The Columbia River Youth Corps is very familiar with helping various agencies control blackberries. Kevin Staley, 28, is leader of the high school students who work on the CRYC crew.
'We don't spray - zero chemicals,' said Staley. 'We go at it with weedeaters with metal blades. After we knock down and chop up the canes, we rake it and dig out the roots.' Staley said the CRYC just completed a big blackberry removal project on the Hogan Ranch for the watershed council. A seven-member crew took three days to clear out three acres of blackberries, then three more days to plant 'a whole bunch of native trees.' He said the tool they use to dig roots is a 'havel hoe,' which has a heavy digging blade. The crew works any time of year, but now is particularly good - before the leaves start growing.
You can make significant progress by hand digging blackberries in early spring. 'Once you get it down to a dull roar, mow every seven to ten days,' Bubl said. Mowing will control sprouts from large pieces of root left behind, or seeds.
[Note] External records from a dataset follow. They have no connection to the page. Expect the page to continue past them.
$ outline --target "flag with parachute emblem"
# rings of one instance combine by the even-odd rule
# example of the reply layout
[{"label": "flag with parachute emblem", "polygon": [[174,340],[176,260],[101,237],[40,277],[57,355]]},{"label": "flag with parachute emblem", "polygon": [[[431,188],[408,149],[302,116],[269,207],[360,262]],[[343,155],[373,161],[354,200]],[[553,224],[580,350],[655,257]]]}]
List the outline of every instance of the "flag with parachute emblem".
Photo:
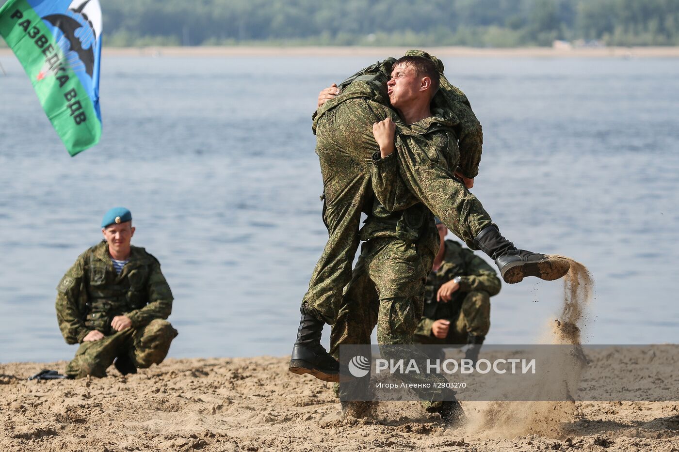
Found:
[{"label": "flag with parachute emblem", "polygon": [[101,30],[98,0],[10,0],[0,8],[0,35],[71,155],[101,136]]}]

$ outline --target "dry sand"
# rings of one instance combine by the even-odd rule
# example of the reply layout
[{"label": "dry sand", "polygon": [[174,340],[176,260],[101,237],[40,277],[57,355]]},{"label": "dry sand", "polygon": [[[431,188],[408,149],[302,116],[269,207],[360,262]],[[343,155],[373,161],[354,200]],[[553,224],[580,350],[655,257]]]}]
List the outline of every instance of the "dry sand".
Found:
[{"label": "dry sand", "polygon": [[[568,419],[532,432],[475,422],[447,430],[414,402],[343,419],[329,383],[287,364],[168,360],[127,377],[111,368],[104,379],[39,382],[25,377],[65,363],[0,364],[0,450],[679,451],[676,402],[576,402]],[[487,402],[462,404],[473,420],[487,415]],[[517,416],[528,408],[513,406]]]},{"label": "dry sand", "polygon": [[[471,47],[272,47],[257,45],[200,47],[105,47],[104,56],[375,56],[403,55],[422,48],[441,58],[679,58],[679,47],[602,47],[554,49],[549,47],[479,48]],[[10,55],[0,48],[0,56]]]},{"label": "dry sand", "polygon": [[[591,290],[587,269],[572,263],[553,343],[578,345]],[[612,361],[608,351],[591,352],[603,370],[582,379],[577,356],[553,365],[571,388],[604,393],[606,377],[645,359],[628,353]],[[358,419],[342,415],[329,383],[288,372],[288,359],[168,360],[127,377],[111,368],[107,378],[48,381],[25,379],[65,362],[0,364],[0,449],[679,451],[677,402],[462,402],[469,422],[456,429],[418,402],[390,402]],[[672,385],[676,369],[654,371],[655,384]]]}]

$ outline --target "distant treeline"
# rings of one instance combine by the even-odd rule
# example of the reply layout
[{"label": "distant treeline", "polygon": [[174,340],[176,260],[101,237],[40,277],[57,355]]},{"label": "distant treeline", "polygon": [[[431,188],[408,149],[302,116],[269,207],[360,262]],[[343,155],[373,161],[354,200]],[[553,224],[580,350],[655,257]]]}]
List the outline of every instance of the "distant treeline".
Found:
[{"label": "distant treeline", "polygon": [[[4,3],[0,0],[0,4]],[[679,0],[101,0],[105,45],[679,45]]]}]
Young plants can also be pulled out by hand, or hoed as a follow-up.
When EuroAmerican settlers first arrived in the Northwest by the thousands in the mid-1800s, there were no blackberry thickets here. The native blackberry, called dewberry or trailing blackberry, sprawls low over the ground in open woodlands - offering a tripping hazard to the unwary.
During a flurry of introducing exotic plants and animals from all over the world, settlers brought in Himalayan and evergreen blackberries. Pleased with the Northwest's mild wet climate, the two species quickly escaped cultivation, and we've been battling them ever since. These non-native blackberries can swallow up large areas in 10-foot-high thorny thickets in just three or four years. Blackberries are in the rose family, so it's no surprise they do well here.
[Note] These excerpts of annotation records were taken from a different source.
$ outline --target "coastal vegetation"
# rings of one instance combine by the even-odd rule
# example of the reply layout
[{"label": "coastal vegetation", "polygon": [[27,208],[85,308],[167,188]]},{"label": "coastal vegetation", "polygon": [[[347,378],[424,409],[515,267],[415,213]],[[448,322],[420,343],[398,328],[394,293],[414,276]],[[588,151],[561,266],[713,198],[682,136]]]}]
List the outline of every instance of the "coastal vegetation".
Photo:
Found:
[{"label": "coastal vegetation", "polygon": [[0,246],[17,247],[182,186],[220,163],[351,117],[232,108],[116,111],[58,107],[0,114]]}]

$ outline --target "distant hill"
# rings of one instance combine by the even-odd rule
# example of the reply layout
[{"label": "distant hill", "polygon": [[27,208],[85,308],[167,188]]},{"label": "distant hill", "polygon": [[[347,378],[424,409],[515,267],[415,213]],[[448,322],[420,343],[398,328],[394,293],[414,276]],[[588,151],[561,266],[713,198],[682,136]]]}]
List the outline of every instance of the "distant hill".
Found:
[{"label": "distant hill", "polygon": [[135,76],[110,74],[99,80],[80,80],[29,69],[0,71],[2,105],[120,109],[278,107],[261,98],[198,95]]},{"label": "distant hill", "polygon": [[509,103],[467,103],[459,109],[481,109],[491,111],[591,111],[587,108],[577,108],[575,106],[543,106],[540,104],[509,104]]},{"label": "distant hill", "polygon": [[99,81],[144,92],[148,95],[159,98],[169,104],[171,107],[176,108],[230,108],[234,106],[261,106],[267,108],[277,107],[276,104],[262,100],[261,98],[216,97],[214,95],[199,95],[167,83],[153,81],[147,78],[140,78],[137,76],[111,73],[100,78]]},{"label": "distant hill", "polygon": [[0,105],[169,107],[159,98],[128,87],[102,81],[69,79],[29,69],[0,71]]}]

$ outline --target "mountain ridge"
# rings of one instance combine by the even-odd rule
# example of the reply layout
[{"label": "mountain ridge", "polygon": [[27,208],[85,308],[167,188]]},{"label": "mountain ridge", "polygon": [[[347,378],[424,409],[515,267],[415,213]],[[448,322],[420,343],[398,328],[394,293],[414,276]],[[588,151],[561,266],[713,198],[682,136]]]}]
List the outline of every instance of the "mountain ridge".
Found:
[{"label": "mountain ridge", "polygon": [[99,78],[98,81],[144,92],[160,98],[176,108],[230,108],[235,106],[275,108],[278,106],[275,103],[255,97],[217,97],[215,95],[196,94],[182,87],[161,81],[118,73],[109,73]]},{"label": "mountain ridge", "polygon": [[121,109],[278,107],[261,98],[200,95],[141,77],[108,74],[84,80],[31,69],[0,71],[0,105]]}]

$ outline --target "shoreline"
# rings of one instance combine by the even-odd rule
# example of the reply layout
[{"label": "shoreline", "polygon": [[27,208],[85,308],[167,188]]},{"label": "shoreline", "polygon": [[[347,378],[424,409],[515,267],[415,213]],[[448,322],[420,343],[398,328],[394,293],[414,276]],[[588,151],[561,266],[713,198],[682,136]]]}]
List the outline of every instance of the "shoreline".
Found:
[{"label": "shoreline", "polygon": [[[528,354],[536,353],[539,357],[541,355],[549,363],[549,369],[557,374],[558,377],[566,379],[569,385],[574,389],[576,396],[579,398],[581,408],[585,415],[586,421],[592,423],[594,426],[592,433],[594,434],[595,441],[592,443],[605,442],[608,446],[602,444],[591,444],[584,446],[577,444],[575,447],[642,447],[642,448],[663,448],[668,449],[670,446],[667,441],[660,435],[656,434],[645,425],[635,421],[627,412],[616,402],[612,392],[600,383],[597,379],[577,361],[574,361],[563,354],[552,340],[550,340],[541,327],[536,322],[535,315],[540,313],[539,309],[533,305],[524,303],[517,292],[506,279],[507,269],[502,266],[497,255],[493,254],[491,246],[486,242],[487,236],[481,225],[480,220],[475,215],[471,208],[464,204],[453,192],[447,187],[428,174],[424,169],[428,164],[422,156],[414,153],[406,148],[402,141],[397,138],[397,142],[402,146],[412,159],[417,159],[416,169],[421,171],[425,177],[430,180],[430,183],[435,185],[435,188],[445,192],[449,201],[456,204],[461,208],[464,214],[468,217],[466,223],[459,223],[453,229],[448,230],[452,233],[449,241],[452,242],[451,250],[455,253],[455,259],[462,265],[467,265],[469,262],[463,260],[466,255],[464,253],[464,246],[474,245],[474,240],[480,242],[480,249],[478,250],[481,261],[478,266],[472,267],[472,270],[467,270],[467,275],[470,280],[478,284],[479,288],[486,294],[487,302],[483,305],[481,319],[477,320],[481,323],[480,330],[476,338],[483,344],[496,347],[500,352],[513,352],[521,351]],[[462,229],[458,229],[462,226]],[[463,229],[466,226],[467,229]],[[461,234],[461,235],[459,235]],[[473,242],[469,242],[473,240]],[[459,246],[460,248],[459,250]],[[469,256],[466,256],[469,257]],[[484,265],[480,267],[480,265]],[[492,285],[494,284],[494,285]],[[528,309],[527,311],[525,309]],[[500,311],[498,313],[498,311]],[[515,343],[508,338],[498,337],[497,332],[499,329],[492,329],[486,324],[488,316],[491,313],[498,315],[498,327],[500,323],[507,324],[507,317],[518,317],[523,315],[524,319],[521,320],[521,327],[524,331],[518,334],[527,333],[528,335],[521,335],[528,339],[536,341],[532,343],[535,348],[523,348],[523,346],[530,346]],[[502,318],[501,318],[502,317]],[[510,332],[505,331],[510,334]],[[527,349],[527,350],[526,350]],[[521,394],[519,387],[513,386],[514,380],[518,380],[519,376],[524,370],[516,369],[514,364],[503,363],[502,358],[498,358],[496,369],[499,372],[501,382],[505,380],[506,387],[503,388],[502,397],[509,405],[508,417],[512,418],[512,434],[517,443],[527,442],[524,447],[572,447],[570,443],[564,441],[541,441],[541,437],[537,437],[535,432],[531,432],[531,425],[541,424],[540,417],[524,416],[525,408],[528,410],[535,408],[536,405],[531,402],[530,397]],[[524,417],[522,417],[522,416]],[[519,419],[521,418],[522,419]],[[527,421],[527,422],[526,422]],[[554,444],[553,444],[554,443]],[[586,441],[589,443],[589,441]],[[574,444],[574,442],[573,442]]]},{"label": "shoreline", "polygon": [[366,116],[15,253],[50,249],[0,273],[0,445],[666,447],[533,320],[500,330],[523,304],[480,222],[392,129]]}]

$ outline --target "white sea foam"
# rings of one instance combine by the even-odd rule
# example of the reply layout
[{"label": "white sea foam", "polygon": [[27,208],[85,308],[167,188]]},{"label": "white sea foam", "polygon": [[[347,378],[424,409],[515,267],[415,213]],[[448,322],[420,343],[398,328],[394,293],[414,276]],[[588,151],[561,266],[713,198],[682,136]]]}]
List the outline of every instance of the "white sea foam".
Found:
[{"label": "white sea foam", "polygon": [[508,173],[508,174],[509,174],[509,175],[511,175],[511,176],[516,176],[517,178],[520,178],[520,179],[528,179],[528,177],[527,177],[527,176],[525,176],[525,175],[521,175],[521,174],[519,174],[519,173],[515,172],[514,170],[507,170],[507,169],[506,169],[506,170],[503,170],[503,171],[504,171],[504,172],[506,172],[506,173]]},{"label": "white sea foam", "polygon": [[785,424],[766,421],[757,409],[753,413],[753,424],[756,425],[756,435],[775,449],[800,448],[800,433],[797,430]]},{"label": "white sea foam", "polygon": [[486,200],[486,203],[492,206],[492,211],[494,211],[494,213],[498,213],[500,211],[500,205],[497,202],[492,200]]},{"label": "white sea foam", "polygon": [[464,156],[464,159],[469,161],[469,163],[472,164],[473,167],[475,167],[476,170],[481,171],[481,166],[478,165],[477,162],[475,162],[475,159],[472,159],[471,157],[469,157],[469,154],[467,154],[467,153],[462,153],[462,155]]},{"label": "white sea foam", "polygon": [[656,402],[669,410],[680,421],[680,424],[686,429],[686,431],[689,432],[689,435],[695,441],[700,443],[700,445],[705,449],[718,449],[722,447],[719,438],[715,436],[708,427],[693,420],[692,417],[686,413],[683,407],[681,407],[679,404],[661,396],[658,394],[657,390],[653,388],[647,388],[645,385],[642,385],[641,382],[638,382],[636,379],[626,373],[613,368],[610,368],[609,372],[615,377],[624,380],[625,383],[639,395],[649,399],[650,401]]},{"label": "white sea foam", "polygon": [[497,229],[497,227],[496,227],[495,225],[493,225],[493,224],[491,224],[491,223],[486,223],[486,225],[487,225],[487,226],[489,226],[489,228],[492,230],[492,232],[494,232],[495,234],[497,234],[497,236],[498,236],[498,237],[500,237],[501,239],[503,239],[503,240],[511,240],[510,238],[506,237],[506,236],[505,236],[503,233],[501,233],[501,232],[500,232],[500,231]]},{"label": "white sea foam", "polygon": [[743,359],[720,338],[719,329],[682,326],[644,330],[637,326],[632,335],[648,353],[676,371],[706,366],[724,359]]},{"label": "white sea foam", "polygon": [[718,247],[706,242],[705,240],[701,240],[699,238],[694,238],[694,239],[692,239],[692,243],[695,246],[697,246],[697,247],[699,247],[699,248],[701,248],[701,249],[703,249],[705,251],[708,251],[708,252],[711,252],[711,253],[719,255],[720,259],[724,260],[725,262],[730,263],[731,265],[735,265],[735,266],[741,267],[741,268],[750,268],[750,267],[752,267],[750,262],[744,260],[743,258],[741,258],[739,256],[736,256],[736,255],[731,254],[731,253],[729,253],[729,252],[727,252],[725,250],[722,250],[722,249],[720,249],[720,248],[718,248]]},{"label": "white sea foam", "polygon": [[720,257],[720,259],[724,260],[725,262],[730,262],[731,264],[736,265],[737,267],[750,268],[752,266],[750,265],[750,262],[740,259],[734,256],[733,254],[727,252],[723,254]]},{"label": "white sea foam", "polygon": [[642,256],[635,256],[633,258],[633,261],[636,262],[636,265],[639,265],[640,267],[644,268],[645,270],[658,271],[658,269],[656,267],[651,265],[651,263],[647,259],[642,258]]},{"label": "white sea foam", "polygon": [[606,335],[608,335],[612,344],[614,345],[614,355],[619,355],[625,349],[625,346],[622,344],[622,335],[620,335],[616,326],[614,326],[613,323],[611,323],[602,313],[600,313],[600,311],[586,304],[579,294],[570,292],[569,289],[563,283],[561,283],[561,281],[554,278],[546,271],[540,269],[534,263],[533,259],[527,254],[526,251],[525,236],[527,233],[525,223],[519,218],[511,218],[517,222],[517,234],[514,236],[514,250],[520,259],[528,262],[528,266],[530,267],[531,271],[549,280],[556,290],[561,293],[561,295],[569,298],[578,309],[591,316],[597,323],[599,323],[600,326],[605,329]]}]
The Himalayan species is the most common. Besides fruit for cobblers, blackberry thickets provide food and shelter to some birds and wildlife species. Large infestations can hinder wildlife, however, and its aggressive growth and big thorns aren't usually considered attributes. Beneficial native plants can be overwhelmed in open habitat - the thickets overtake many species until there is nothing left but blackberries. Once it's established, sun-loving plants cannot break through. Blackberries do suffer in the shade and have trouble getting started in grass.
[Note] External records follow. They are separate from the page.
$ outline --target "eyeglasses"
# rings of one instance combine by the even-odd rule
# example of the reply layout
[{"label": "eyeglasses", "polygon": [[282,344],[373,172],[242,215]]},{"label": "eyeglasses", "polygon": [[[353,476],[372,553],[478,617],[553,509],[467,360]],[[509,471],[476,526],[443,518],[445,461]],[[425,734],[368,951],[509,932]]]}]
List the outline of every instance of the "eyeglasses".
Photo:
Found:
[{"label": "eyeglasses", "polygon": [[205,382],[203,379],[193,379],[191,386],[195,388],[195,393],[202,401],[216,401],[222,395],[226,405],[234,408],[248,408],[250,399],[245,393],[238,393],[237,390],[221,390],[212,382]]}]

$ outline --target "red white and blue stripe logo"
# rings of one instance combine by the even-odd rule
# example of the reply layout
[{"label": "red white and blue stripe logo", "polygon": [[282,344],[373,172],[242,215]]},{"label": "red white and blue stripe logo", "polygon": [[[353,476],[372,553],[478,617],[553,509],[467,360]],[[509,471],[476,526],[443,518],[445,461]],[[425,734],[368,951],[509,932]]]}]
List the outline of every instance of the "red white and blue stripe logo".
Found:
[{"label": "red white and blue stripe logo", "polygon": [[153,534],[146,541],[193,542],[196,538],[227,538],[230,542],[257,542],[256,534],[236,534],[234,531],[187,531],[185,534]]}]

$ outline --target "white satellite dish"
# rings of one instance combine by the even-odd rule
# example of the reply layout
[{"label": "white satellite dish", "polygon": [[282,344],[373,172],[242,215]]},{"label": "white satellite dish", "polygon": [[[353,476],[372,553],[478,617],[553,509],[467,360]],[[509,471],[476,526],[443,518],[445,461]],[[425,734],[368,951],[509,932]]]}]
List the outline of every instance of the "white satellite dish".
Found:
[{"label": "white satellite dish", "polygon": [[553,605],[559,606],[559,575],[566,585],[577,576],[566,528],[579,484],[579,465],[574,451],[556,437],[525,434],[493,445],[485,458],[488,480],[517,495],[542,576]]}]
Nonnative blackberries excel where there has been a disturbance: roadsides, dikes and berms, pastures, exposed soil, or after logging. The initial plant spreads quickly because the canes, which can grow 10-20 feet in a season, arch out from the main root mass and start new 'daughter' plants where the tip of the cane touches the ground. In addition, the roots ball send out side roots that sprout; and then there are the berries, loaded with seeds.
If you prefer to use herbicides rather than the chore of digging, then cut or whack the canes back anytime before the spring growing season. Bubl said to choose a calm, dry day to spray that isn't too hot. Starting in late June, use a herbicide with triclopyr (Crossbow or Garlon 3a). It doesn't kill grass but will kill any other type plant, so use care in application. The slightest breeze will carry the volatile poison to neighboring vegetation. 'The better coverage on leaves, the better the results,' said Bubl. The Nature Conservancy recommends coloring herbicide, in order to apply evenly but not to overdo it.
Fall is the best time to use a herbicide with gylcophosphate (Roundup, Rodeo). You may not see any results from spraying until the next growing season, when the plants will obviously be dead.
Bubl recommends a safe option to use near water, or on blackberries that are growing among desirable plants: Cut the canes back, and then paint herbicide immediately onto the stem cut. This will kill the roots without disturbing the soil or getting poison into the water. There will be no mist floating onto nearby plants, either.